Second is that you're already dealing with callbacks. You've got callbacks when you pass data through a then and when you handle errors. So I don't quite see what you're avoiding by using this method.

That's why I am a bit confused as to what you're supposed to be improving on. Mind you, I'm not saying that you're not getting anything out of it. I'm saying that I don't see what you're getting out of it that wouldn't be improved by ditching async/await altogether.

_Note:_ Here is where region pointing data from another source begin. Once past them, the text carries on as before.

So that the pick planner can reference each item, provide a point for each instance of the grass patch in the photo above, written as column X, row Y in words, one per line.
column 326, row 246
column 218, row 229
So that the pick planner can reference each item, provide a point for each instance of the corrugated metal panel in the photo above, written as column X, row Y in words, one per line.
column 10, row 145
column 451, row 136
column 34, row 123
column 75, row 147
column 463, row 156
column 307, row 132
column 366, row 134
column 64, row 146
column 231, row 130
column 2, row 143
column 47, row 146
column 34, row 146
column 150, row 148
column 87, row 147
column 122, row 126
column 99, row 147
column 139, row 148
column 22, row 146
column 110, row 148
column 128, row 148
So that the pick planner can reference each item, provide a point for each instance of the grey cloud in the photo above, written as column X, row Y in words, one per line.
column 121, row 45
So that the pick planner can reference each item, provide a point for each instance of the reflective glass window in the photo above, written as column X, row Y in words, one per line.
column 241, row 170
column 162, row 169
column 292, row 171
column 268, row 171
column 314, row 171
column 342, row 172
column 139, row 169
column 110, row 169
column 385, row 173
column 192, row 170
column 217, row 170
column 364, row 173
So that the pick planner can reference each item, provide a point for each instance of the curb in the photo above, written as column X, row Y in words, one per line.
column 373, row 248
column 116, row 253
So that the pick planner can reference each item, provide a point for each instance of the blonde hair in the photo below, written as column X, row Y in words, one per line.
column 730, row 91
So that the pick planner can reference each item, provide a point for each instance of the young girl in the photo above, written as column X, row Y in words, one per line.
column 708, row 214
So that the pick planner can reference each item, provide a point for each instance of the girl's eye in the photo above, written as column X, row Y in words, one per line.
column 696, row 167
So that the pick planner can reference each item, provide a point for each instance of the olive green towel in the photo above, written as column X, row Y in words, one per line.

Bonus track: A lot of people do say that async/await makes your asynchronous code look synchronous. I find it an odd statement, though, as promise syntax looks a lot more like these synchronous snippets of code:

const transformNumbers = array => array
    .filter(isEven)
    .map(double)
    .map(addOne)
    .reduce(getMinMax, {
        min: Infinity,
        max: -Infinity
    })
const checkAdjacent = number => number 
    .toString()
    .split('')
    .some((x, i, a) => x == a[i - 1])

And more synchronous code would look like that if the TC39 guys finally implemented the pipeline operator.

What async/await does seem to do is to make asynchronous code look more imperative than promises. So maybe that's a thing you're getting by using your method?